Microsoft Threat Intelligence in an updated warning said that China-based hackers, which it tracks as Storm-2603, has quickly pivoted and now exploiting unpatched on-premise SharePoint systems to deploy Warlock ransomware variant.
Researchers at Microsoft had initially observed this threat actor making attempts to steal MachineKeys leveraging the on-premises SharePoint vulnerabilities, CVE-2025-53770 and CVE-2025-53771. The threat actor used a malicious script “spinstall0.aspx,” which first retrieved the MachineKey data and then sent the results through a GET request, thereby enabling the theft of the key material.
In SharePoint Online, machine keys are used to secure and validate various features like view state, forms authentication and session state status. They ensure that data exchanged between the server and the client is trusted and hasn’t been tampered with. These keys are crucial for maintaining the integrity of web applications, especially in a web farm environment where multiple servers handle user requests.
Microsoft has earlier observed Storm-2603 deploying Warlock and Lockbit ransomware variants but the current objectives remain unclear.
The Attack Cycle
The pivot towards ransomware deployment first began on July 18, according to Microsoft. The hackers exploited internet-facing on-premises SharePoint server for initial access to the victim’s environment. They used the spinstall0.aspx payload for initial access. This initial access was used to execute the w3wp.exe process, which is responsible for handling web requests and executing web applications.

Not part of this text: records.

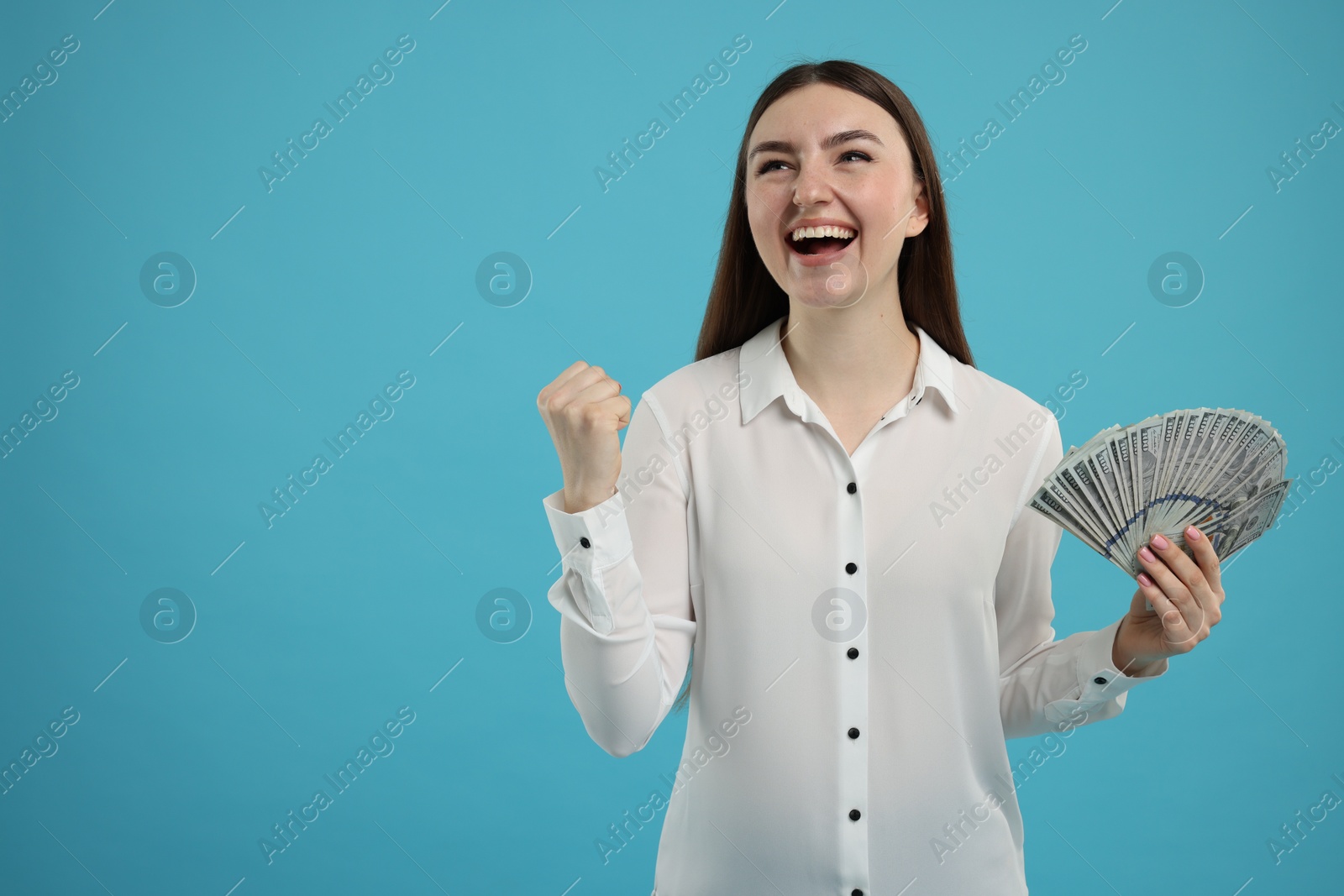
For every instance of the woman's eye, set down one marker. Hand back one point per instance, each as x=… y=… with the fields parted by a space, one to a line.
x=766 y=167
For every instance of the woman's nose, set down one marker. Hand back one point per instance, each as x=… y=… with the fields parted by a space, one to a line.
x=812 y=186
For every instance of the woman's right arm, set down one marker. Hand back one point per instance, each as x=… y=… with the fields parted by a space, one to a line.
x=624 y=594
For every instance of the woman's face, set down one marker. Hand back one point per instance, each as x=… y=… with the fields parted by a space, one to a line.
x=823 y=155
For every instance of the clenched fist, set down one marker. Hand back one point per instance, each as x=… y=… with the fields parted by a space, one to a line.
x=585 y=411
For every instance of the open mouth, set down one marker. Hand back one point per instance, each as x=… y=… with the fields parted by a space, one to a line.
x=817 y=244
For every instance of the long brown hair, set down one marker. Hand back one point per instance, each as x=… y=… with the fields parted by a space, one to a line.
x=745 y=297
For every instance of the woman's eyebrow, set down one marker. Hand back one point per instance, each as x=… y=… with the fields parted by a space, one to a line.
x=830 y=143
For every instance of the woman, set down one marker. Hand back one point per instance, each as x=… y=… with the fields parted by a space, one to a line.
x=864 y=590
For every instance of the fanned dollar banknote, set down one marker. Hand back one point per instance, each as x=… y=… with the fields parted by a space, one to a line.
x=1220 y=469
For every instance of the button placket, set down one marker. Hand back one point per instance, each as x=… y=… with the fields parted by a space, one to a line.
x=853 y=703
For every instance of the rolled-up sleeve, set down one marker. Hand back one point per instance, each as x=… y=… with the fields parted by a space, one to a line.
x=624 y=594
x=1043 y=681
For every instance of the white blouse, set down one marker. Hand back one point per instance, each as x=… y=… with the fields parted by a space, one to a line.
x=867 y=629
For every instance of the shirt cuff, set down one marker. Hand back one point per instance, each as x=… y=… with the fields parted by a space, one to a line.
x=1097 y=673
x=589 y=540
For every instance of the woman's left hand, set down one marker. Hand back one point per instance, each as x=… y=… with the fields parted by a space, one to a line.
x=1187 y=604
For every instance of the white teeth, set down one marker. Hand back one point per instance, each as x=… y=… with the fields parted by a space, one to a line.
x=842 y=233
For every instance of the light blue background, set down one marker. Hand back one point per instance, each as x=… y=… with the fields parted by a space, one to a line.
x=363 y=259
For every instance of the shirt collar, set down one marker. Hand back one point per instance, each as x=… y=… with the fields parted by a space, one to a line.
x=768 y=375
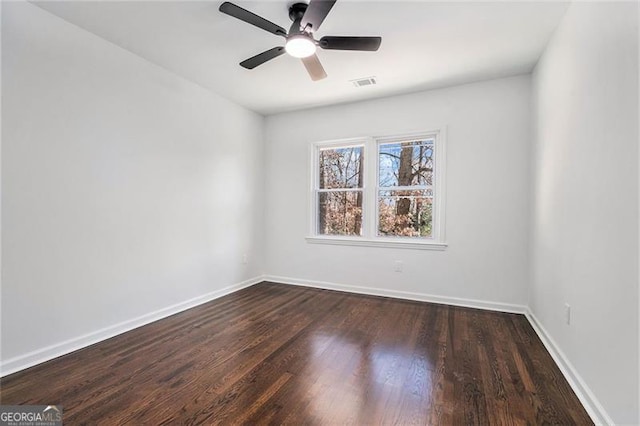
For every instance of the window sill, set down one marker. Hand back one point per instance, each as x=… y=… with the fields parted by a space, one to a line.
x=378 y=242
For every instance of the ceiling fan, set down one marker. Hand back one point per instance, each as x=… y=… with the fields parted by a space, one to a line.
x=300 y=43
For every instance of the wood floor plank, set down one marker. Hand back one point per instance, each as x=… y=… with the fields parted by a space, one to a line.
x=278 y=354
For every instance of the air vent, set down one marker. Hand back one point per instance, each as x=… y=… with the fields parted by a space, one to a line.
x=362 y=82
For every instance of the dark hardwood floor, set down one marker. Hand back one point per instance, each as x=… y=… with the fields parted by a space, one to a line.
x=277 y=354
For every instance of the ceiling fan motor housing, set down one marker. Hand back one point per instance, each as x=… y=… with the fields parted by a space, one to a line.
x=297 y=10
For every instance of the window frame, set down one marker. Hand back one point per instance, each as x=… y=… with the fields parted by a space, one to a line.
x=370 y=188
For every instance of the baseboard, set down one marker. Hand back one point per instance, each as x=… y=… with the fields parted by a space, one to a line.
x=591 y=404
x=421 y=297
x=595 y=410
x=38 y=356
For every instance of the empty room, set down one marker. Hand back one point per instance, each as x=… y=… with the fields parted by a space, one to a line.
x=320 y=212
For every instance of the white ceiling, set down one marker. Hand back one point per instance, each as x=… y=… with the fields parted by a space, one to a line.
x=425 y=45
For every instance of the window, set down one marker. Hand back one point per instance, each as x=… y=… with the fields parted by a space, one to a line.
x=379 y=191
x=405 y=188
x=339 y=192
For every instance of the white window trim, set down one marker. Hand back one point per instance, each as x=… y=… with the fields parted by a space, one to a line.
x=370 y=188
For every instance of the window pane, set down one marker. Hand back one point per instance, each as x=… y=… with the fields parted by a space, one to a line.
x=405 y=213
x=341 y=167
x=340 y=213
x=406 y=163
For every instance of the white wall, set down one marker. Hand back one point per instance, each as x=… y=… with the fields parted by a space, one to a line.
x=126 y=189
x=585 y=221
x=487 y=193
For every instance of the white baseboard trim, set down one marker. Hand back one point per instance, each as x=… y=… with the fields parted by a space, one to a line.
x=591 y=404
x=421 y=297
x=595 y=410
x=38 y=356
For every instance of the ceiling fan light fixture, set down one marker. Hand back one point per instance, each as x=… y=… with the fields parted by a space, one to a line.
x=300 y=46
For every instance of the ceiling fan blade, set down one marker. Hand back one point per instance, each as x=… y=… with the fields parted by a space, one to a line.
x=315 y=13
x=369 y=44
x=261 y=58
x=314 y=67
x=251 y=18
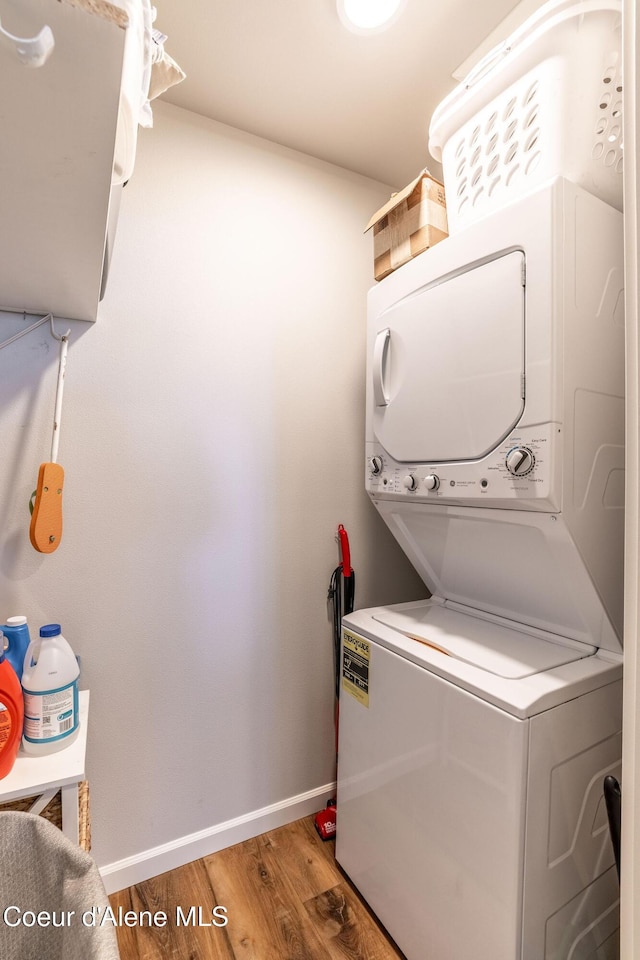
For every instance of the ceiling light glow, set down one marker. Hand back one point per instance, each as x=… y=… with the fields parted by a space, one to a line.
x=368 y=16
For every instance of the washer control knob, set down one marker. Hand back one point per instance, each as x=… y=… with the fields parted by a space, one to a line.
x=520 y=461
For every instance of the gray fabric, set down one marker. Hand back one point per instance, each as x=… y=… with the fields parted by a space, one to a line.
x=42 y=870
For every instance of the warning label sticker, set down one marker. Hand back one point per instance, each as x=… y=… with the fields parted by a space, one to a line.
x=355 y=666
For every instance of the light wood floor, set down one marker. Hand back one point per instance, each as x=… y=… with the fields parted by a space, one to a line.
x=286 y=899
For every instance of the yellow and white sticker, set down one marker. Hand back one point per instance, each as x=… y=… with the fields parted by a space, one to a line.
x=356 y=654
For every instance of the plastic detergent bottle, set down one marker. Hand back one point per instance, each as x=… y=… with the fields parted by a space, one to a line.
x=11 y=713
x=16 y=641
x=50 y=690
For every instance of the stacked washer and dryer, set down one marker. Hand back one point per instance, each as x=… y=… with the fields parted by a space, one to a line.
x=476 y=727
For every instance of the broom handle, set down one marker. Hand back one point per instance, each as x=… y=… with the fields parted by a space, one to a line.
x=55 y=437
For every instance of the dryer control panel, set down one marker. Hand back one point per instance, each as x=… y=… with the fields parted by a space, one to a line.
x=518 y=474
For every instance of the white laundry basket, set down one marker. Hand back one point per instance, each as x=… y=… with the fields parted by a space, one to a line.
x=547 y=102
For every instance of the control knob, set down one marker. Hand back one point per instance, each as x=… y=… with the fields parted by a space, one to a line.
x=520 y=461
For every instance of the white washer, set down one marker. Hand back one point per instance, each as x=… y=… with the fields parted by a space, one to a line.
x=476 y=728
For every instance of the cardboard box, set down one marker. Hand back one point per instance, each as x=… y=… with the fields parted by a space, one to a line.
x=411 y=222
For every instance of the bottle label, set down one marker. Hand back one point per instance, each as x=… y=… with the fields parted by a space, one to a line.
x=51 y=714
x=5 y=726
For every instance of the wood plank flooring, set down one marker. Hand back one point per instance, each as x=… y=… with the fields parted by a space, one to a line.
x=285 y=899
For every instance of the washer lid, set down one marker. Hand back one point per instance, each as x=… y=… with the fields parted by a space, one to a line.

The attackers then executed a series of commands to understand the victim’s environment: whoami, for user context and validating privilege levels; cmd.exe and batch scripts for broader execution phases; and services.exe to disable Microsoft Defender protections through direct registry modifications.
For persistence, the attackers leveraged multiple mechanisms including the initial malicious web shell, scheduled tasks and manipulated the Internet Information Services (IIS) components to deliver suspicious .NET assemblies. These mechanism in tandem ensured persistence in victim’s environment without detection, even if initial vectors were remediated.
In the next stage of execution, the attackers used Mimikatz, an open source tool, to extract plaintext credentials. They specifically targeted the Local Security Authority Subsystem Service (LSASS) memory, for this.
The attacker further moved laterally using PsExec and the Impacket toolkit, whose commands were executed using Windows Management Instrumentation (WMI), the researchers noted.
In the final stage, Storm-2603 modified the Group Policy Objects (GPO) to distribute Warlock ransomware in compromised environments.
Microsoft warned that, “additional actors will continue to use these exploits to target unpatched on-premises SharePoint systems,” thus making its patching more urgent.
Also read: Zero-Day Vulnerability Hits Microsoft SharePoint, Urgent Patch Issued
There are nearly 424 internet-facing on-premises SharePoint servers that still remain unpatched, according to the internet scanning tool from Shadowserver Foundation. “We have shared SharePoint IPs confirmed vulnerable to CVE-2025-53770, CVE-2025-53771,” it said on X.
Unsurprisingly, most of the vulnerable IPs are from the U.S. with some from Russia, Iran, Germany and India.